Transcriptome profiling reveals differential expression of virulence genes in Xylella fastidiosa under nutrient-rich and xylem-like conditions

ABSTRACT Xylella fastidiosa is a xylem-limited, insect-vectored pathogen. To capture the metabolic changes that underlie its adaptation to both nutrient-rich and xylem-like environments, we performed transcriptome analyses on two reference strains, Temecula1 and 9a5c, sampled at early and late exponential phases in a complex laboratory medium (PWG) and a defined, xylem-mimicking medium (PIM6).
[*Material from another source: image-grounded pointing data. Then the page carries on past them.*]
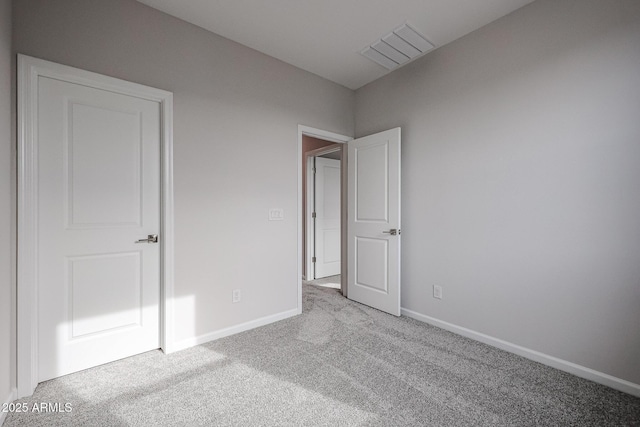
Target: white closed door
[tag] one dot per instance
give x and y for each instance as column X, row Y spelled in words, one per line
column 374, row 221
column 327, row 224
column 98, row 292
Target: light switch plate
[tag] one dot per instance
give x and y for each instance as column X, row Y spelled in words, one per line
column 276, row 214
Across eight conditions (24 transcriptomes), over 90% of annotated coding sequences were expressed, although 40–80% of transcripts exhibited low abundance (TPM < 100). In contrast, a core set of highly abundant transcripts was seen in both strains and media, including the non-coding RNAs 6S and RNase P, as well as multiple colicin- and microcin-like toxins, proteases, lipases, and stress-response factors. Comprehensive pathway reconstruction confirmed the activity of all essential metabolic pathways, while revealing conditional enrichment of stress-related and defense modules under nutrient limitation. We annotated 5′ and 3′ untranslated regions for thousands of transcripts and defined over 900 operons across both genomes. Differential expression analysis demonstrated that PIM6 medium confers a far greater transcriptional reprogramming between early and late phases than PWG. Strain-to-strain comparisons revealed that up to 12.6% of orthologous genes were differentially regulated, emphasizing divergent regulatory networks even under identical growth conditions. This multi-dimensional transcriptome atlas not only refines X. fastidiosa genome annotation but also pinpoints candidate regulators, non-coding RNAs, and operon variants for functional validation. By illuminating the dynamic gene expression landscapes that enable xylem colonization and environmental resilience, our study lays a foundation for targeted disruption of key pathways in this important plant pathogen. Competing Interest Statement The authors have declared no competing interest.